Chapter 6 - Deep Learning for Text and Sequences

These are my notes on Chapter 6 of Deep Learning with R by Chollet and Allaire.

Working with text

You can work with text as either a sequence or characters or as a sequence of words. However, in either case deep learning for natural language is still just pattern recognition, the computer does not actually understand the text.

Neural networks cannot take plain text as input, but rather it must be vectorized into a numeric tensor. This can be accomplished in a few ways.

  • Segment the text into words and then transform each word into a vector.
  • Segment the text into characters and then transform each character into a vector.
  • Exact n-grams of words or characters, and transform each n-gram into a vector.

Whichever unit you choose to break the text into is called a token.

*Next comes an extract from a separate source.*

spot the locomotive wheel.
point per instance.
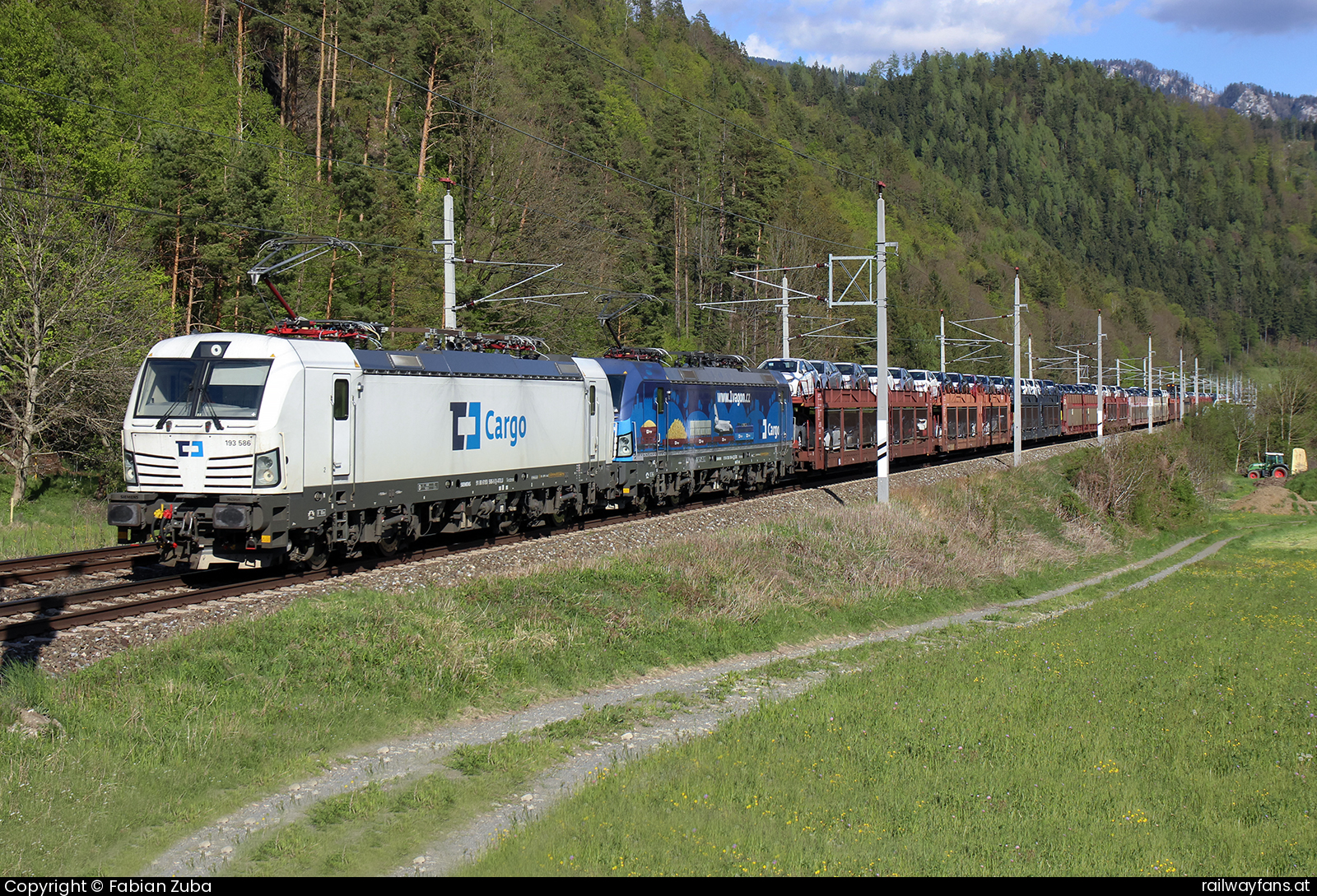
(389, 544)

We must then represent these tokens as vectors. This can be done with one-hot encoding and token embedding.

One-hot encoding

A unique integer is associated with every word. Then a binary dictionary is made and the value of each word is set to 1 if it is present in the text and 0 otherwise.

Word embeddings

Instead of high-dimensional sparse vectors given by one-hot encoding, word embeddings gives low-dimensional floating point vectors. Word embeddings are learned from the data. This can be done in two ways.

  • Learn word embeddings jointly with your main task.
    • Start with random word vectors and then learn word vectors in the same way you learn weights in a network.
  • Load into your model word embeddings that were precomputed.

Using an embedding layer

The simplest way to associate a dense vector with a word vector is to start with a random vector. The problem with this is that the resulting embedding space has no structure (e.g. synonyms may be embedded differently).

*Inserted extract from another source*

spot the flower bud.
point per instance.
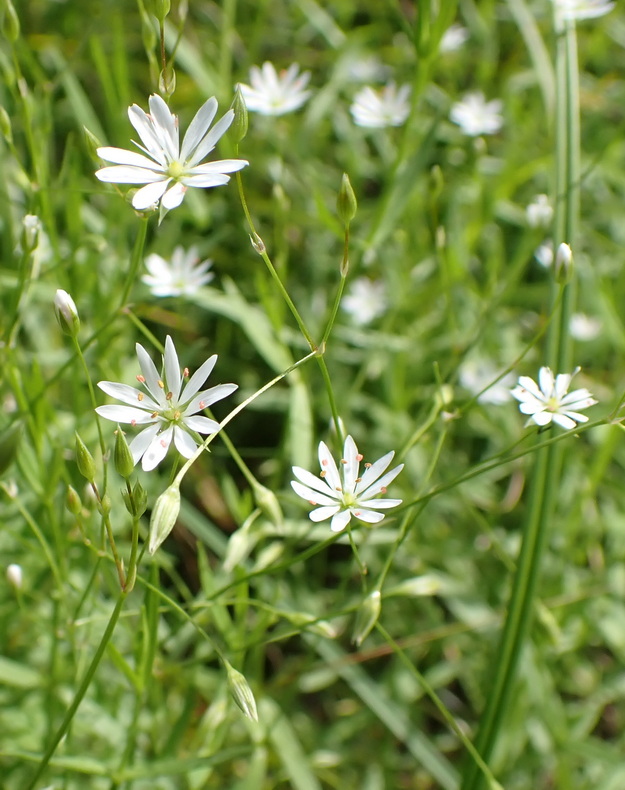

The geometric relationships between word vectors should reflect the semantic relationships between these words. You would expect synonyms to be embedded into similar word vectors. Generally, the geometric distance between two word vectors relates to the semantic difference between the associated words.

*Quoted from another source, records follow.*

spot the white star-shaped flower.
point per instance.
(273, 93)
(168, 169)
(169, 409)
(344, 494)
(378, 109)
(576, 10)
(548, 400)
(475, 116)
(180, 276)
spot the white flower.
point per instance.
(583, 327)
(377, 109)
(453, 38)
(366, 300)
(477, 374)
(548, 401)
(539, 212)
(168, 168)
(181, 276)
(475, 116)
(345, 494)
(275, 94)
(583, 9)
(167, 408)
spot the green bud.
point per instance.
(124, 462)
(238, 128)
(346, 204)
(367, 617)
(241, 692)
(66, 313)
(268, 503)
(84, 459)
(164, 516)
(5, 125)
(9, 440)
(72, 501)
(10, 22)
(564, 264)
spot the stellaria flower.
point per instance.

Direction of vector will also hold meaning. For example, a “gender” vector could take the word “king” to the word “queen” and a “plural” vector could take that to “queens”.

Understanding recurrent neural networks

Dense networks and convnets have no memory. If you wanted to analyze something like text or a time series, you would have to read the whole sequence into a single data point. This is called feedforward.

In contrast, recurrent neural networks (RNN) process sequences by iterating through the sequence elements, maintaining a state containing information relevant to what it ha seen so far (via a loop). This state is reset when processing each data sequence (e.g. each movie review).


LSTM stands for Long Short-Term Memory. This helps old signals from gradually vanishing during processing (helping to address vanishing gradients).

Advanced use of RNNs

Recurrent dropout

The same drop out pattern should be applied at every step instead of a random drop out mask at every step.

Stacking recurrent layers

This will help until it starts overfitting, but it will take a long time to train.

Bidirectional RNN

Note that these are order dependent (e.g. must receive time stamps in order). Bidirectional RNNs exploits the order by processing the data forward and backward and then combining the representations.

Sequence processing with convnets

We used convnets to extra local features in images. We may also want to do that with sequence data. We can use a 1D convolution.

These are usually cheaper than RNNs and perform competitively. You can combine CNNs and RNNs to parse long sequences.